President Barack Obama’s Syria strategy may not have been particularly decisive, but that’s not a bad thing, according to the White House.
White House Press Secretary Jay Carney defended his boss Thursday after a blistering few weeks of criticism in Congress and elsewhere over his handling of the Syria crisis.
Carney said the American people “appreciate a president who doesn’t celebrate decisiveness for decisiveness’ sake.” He also said Americans like that Obama is open to “new information” and adjusts his course accordingly.
Carney said that in the end, the president will deserve credit if the diplomatic initiative with Russia to get Syria to give up its chemical weapons arsenal succeeds.
Carney brushed off criticism from the Syrian rebels that simply taking Assad’s chemical weapons does not hold him accountable for the gassing of his citizens.
And he reacted strongly to Vladimir V. Putin’s op-ed in The New York Times, which ripped Obama for calling America “exceptional.” But Carney didn’t go so far as to say the president was “insulted,” as Speaker John A. Boehner, R-Ohio, did earlier Thursday.

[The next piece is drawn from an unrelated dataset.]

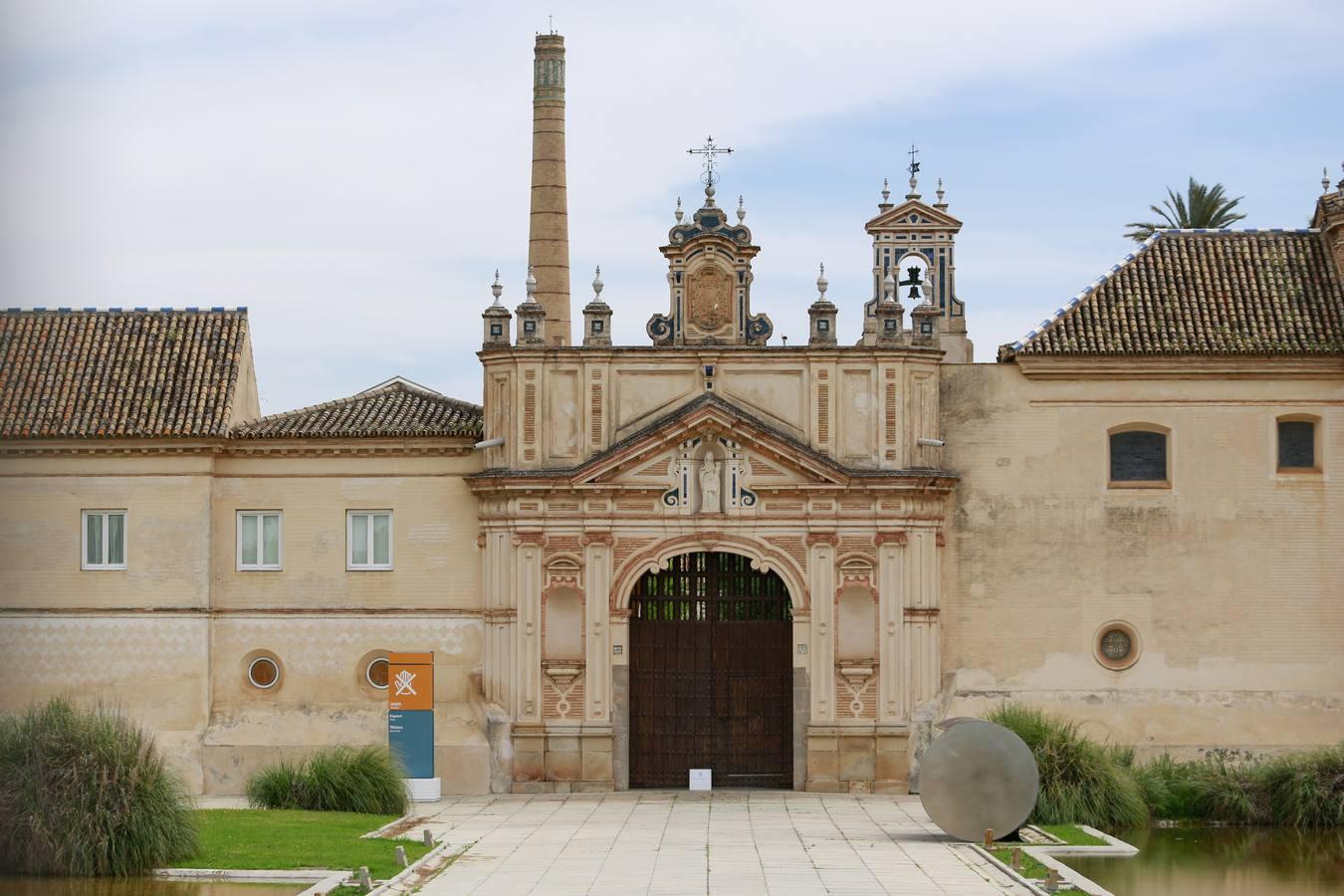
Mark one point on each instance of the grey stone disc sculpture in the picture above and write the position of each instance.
(979, 777)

“We’re not surprised by President Putin’s words. But the fact is that Russia offers a stark contrast that demonstrates why America is exceptional,” Carney said.

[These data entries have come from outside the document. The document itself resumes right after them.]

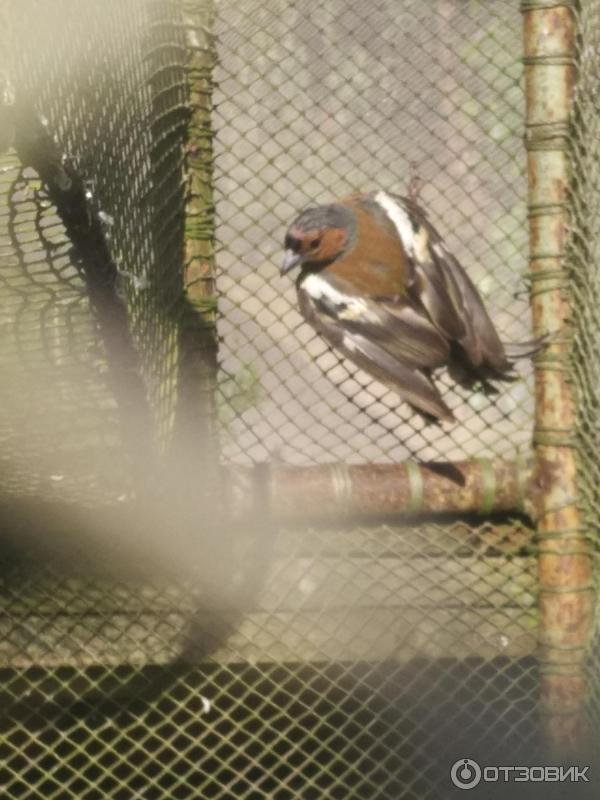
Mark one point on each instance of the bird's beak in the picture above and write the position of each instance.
(290, 260)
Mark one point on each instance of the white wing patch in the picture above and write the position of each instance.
(352, 307)
(400, 218)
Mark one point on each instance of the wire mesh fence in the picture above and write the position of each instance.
(358, 660)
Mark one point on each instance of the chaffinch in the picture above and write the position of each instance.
(378, 283)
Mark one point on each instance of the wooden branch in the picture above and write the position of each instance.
(565, 566)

“Unlike Russia, the United States stands up for democratic values and human rights in our own country and around the world. And we believe that our global security is advanced when children cannot be gassed to death by a dictator,” he said.
Carney said Russia “is isolated and alone in blaming the opposition for the chemical weapons attack on Aug. 21.”

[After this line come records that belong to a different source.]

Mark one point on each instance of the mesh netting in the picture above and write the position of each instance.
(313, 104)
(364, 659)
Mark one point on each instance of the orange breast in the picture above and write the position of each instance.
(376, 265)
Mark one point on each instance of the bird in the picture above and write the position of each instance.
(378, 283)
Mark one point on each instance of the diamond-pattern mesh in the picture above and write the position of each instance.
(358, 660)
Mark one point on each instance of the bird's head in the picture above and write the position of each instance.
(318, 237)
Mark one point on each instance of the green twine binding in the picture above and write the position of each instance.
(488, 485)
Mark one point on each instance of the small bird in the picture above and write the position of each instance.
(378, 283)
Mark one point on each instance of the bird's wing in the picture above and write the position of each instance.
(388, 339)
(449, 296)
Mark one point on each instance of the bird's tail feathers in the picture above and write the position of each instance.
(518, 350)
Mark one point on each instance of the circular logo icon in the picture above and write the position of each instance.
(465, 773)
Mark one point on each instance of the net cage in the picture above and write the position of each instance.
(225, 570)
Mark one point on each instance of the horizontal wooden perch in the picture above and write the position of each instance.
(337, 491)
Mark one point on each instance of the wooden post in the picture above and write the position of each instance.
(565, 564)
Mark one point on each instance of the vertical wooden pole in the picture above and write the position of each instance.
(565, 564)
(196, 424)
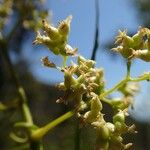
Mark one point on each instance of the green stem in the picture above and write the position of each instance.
(41, 132)
(141, 78)
(36, 145)
(77, 136)
(122, 82)
(128, 68)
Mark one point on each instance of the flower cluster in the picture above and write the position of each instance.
(56, 38)
(84, 84)
(137, 46)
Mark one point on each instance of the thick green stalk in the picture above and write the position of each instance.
(41, 132)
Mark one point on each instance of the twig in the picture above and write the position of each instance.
(96, 42)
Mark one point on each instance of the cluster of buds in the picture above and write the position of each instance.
(56, 38)
(84, 84)
(137, 46)
(80, 81)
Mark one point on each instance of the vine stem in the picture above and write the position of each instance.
(41, 132)
(21, 93)
(128, 78)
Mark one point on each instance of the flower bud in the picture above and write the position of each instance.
(119, 117)
(51, 31)
(64, 26)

And he said that there’s “a great irony” in Putin placing an op-ed “because it reflects the truly exceptional tradition in this country of freedom of expression. And that is not a tradition shared in Russia.”
That said, Carney sought to keep the pressure on Russia to deliver on its proposal with a verifiable, timely destruction of Syria’s chemical weapons.
Russia “has put its prestige and credibility on the line in backing this proposal to have Syria, the Assad regime, give up the chemical weapons that until two days ago it claimed it did not have [and] turn them over to international supervision with the purpose of eventually destroying them.”